初めての乳搾りとちょっと怖いけどせにゃならん

負け組のクズ共、こんにちは。死ねよ、カス。


…………。


目や耳、鼻、文字でその仕事を一日だけ想像する事はできるだろうが。その仕事を逃げずに365日しているという事はシミュレーションできるだろうか?答えはNOだろう。

お客様というゴミクズ様に謝ること365日中、192日、274回。

一日中、ただただ。同じ画面や同じ行動を繰り返し、見えない、気付きそうにないモノを見つけるデバッグ作業。申し訳ないと言いながら、道路の舗装を行ない、人達を誘導する作業員達。危険な地帯での爆弾解体。酔っ払いの相手や、時に強盗を捕らえなきゃならん治安部隊。売り上げを出さなきゃ潰れちまう自営業や接客業。こんな文面、こんな絵で売れるか分からんけど、売れなきゃ死ぬクリエイター稼業。


いくつも仕事はある。雇われん奴もいるだろうが。それはクズとして思うか頑張れと思うだ。

ムッチャきつい仕事は存在するが、誰だって辛いと感じた時は初めて仕事を自分でやる時だと思う。



「暑いですね。太陽に当てられて……」

「フォーワールドでは冷房を掛けていたが、ここでは無理のようだな」



農業に適した環境は、決して人々が農業をやりやすい気候ではない。

丹精込めて育てている野菜のため、より多く収穫し、より美味しい野菜や卵、お肉、魚を作るためである。人間が行う食事という神聖な行いかつ、命の繋ぎは人間が苦労しなきゃならんのだ。その次に食事を楽しまさせ、命の繋ぎから成長のための食事に変えるのだ。



「アレクさんは涼しそうですね、汗が出てないなんて」

「俺は火の"科学"を操るんだぞ。暑さと疲れで汗を掻いて苦しいと言っていたら、使えないだろう」

「ですね……」



春藍とアレクはこの農作業というのには適正がないようだ。


……え?なんでしているかって?

お食事代と宿代などを払うために仕事をもらって働いているのである。


春藍とアレクからしたら、こんな地味で土と触れ合い、直射日光を浴びる事は好んではいない様子。

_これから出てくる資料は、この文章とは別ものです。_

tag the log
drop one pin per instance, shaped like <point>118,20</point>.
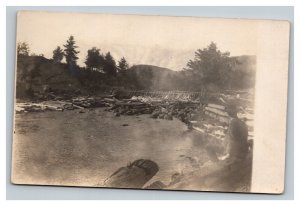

インドアで育ち働いていた者は頭こそはややまともだが、体力がやや劣るし作業環境が苛酷なのは好まない。中で感じる暑いですねーと外で感じる暑いは全然違う。

外で暑いと言ったり聞いたりすると、暑く感じるより"ウザッ"、"ウゼェ"、"うるせぇ"の3Uが大抵発動する。

とはいえ、好まないというだけで与えられた仕事は完璧にこなそうとする。

それが春藍達の職人かつ仕事人気質。好きじゃないが手は抜かない。作業時間が決まっているのなら、その時間内に完璧に終わらす事に務める。残業したくない。それは断じて嫌だと、伝えたいように与えられた事をミスなくこなそうとしている。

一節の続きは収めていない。